Reputation:
I am making a series of density plots with geom_density
from a dataframe, and showing it by condition using facet_wrap
, as in:
ggplot(iris) + geom_density(aes(x=Sepal.Width, colour=Species, y=..count../sum(..count..))) + facet_wrap(~Species)
When I do this, the y-axis scale seems to not represent percent of each Species
in a panel, but rather the percent of all the total datapoints across all species.
My question is: How can I make it so the ..count..
variable in geom_density
refers to the count of items in each Species
set of each panel, so that the panel for virginica
has a y-axis corresponding to "Fraction of virginica
data points"?
Also, is there a way to get ggplot2 to output the values it uses for ..count..
and sum(..count..)
so that I can verify what numbers it is using?

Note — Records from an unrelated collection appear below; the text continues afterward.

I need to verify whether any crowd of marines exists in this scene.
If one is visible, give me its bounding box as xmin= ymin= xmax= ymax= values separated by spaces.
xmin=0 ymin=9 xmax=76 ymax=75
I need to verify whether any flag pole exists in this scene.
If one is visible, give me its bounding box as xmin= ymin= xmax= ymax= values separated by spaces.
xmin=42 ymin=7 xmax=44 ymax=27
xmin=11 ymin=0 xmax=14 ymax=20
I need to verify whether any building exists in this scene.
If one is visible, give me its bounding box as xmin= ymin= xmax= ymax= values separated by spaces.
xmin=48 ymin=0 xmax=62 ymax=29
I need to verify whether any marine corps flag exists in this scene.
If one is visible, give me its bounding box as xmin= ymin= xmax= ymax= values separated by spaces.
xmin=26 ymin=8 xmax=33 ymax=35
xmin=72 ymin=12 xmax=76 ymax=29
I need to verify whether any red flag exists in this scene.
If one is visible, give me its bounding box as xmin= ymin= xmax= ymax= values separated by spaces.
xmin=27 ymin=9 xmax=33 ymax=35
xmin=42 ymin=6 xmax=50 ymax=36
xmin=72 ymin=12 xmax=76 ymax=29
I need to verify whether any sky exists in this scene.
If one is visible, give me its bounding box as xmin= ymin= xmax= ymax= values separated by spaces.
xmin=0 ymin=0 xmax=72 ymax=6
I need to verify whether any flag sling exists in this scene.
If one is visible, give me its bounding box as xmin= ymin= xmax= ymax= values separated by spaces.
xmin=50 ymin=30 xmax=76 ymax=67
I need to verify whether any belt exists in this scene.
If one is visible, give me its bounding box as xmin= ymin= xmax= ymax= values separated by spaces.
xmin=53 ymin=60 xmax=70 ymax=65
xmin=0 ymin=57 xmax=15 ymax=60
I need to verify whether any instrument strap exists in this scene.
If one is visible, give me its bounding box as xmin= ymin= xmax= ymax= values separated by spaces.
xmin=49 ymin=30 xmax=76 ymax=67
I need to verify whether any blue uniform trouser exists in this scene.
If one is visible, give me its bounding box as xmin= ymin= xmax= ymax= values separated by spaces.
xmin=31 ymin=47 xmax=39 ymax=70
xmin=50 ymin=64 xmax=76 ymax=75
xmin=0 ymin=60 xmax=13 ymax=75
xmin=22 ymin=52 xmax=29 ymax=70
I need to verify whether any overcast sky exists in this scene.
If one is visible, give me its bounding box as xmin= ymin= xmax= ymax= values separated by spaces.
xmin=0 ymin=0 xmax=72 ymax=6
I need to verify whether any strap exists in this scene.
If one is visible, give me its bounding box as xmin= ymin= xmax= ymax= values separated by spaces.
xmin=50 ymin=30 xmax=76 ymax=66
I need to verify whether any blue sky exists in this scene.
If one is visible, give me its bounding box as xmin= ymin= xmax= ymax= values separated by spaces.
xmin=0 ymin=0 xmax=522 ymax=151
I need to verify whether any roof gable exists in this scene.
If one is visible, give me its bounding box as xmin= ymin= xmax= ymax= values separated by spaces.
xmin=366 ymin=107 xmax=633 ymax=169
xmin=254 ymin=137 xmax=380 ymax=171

edit: I misunderstood geom_density
it looks like even for a single Species
, ..count../sum(..count..)
is not a percentage:
ggplot(iris[iris$Species == 'virginica',]) + geom_density(aes(x=Sepal.Width, colour=Species, y=..count../sum(..count..))) + facet_wrap(~Species)
so my revised question: how can I get the density plot to be the fraction of data in each bin? Do I have to use stat_density
for this or geom_histogram
? I just want the y-axis to be percentage / fraction of data points
Upvotes: 5
Views: 8739
Reputation: 61
Passing the argument scales='free_y'
to facet_wrap()
should do the trick.
Upvotes: 1
Reputation: 2902
Unfortunately, what you are asking ggplot2 to do is define separate y's for each facet, which it syntactically cannot do AFAIK.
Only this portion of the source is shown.